I think that has covered everything. This has been an absolutely mammoth post but I’m quite passionate about skincare, it’s vital to have quality products and take care of your skin!

Love, H x





1 Comment

  1. Anonymous
    March 1, 2016 / 8:35 pm

    This product is sold by some mysterious huge parent company who has many differently named stores and rebrandings of the exact same products. For example, “Soap and Co” and “Deja Vu” are other versions of “Deep Sea Cosmetics.” I think this is done on purpose so that it will harder to research their scams. Anyways, this “peeling gel” DOES NOT exfoliate at all. The glycerin and aloe vera gel are what leave your skin feeling soft and looking good- two very cheap ingredients. The “dead skin” you see is actually plastic. That’s why the gel will produce “dead skin” over and over and over without ever leaving your skin feeling raw or scrubbed off. Also why it will produce “dead skin” on literally any surface. I did some cursory research on the ingredients, and here is what I found:

    Ingredients: aqua (water), sd alcohol 40, glycerin, propylene glycol, carbomer, aloe barbadensis leaf juice, phenoxyethanol, anthemis nobilis (chamomile) flower extract, camellia oleifera extract, cucumber (cucumis sativus) extract, maris aqua (dead sea water), sodium hydroxide, fragrance (parfum), polyvinylalcohol crosspolymer, triethylene glycol, tocopheryl acetate (vit.E), Mentha piperita (peppermint) oil, triethanolamine, ginseng (panax ginseng) extract.

    SD alcohol 40: Rubbing alcohol. Evaporates faster than water. Dissolves surface oils on skin. (Can dry out sensitive skin.)

    Glycerin: Humectant. Readily absorbs water. Attracts water from lower layer of skin and increases moisture on surface of skin.

    Carbomer: Helps distribute or suspend an insoluble solid in liquid. Used to keep emulsions from separating into their oil and liquid components. Absorbs and retains water.

    Aloe barbadensis leaf juice: Aloe vera gel. Cheap and moisturising.

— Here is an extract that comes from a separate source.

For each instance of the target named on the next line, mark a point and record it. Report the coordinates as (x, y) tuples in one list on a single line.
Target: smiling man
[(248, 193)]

    Phenoxyethanol: An aromatic alcohol. Has a floral odor. Soluble in water. Used as a preservative. Evaporates quickly.

    Sodium hydroxide: Lye. Highly alkaline. In small amounts, regulates pH of a product. In higher concentrations in a significant skin irritant.

    Polyvinylalcohol crosspolymer: This one is a creepy ingredient because I couldn’t find out much about it. From what I gathered on Google, I think it’s a solid dry powder that is insoluble but dispensable in water. Used as a bulking agent.

    Triethylene glycol: Colorless, odorless viscous liquid. Used as a plasticizer for vinyl. Widely used as a dehumidifying agent. Attracts and absorbs water.

    Triethanolamine: Strong base. Used as an emulsifier and a surfactant. pH balancer. (I found something that says it may cause liver tumors in mice.)

    As for the “extracts” and “minerals,” those are just thrown in to make this product sound fancy. They’re in such small amounts that they might as well not be there.

    I’m not a chemist, so I don’t 100% understand how these chemicals are interacting, but I’m pretty sure that most of the ingredients evaporate as you rub it on your face, leaving behind the no-longer emulsified vinyls and polymers. This is a grossly overpriced gimmick product made with cheap ingredients and its only real function is a moisturizer (because of the glycerin and aloe vera gel.)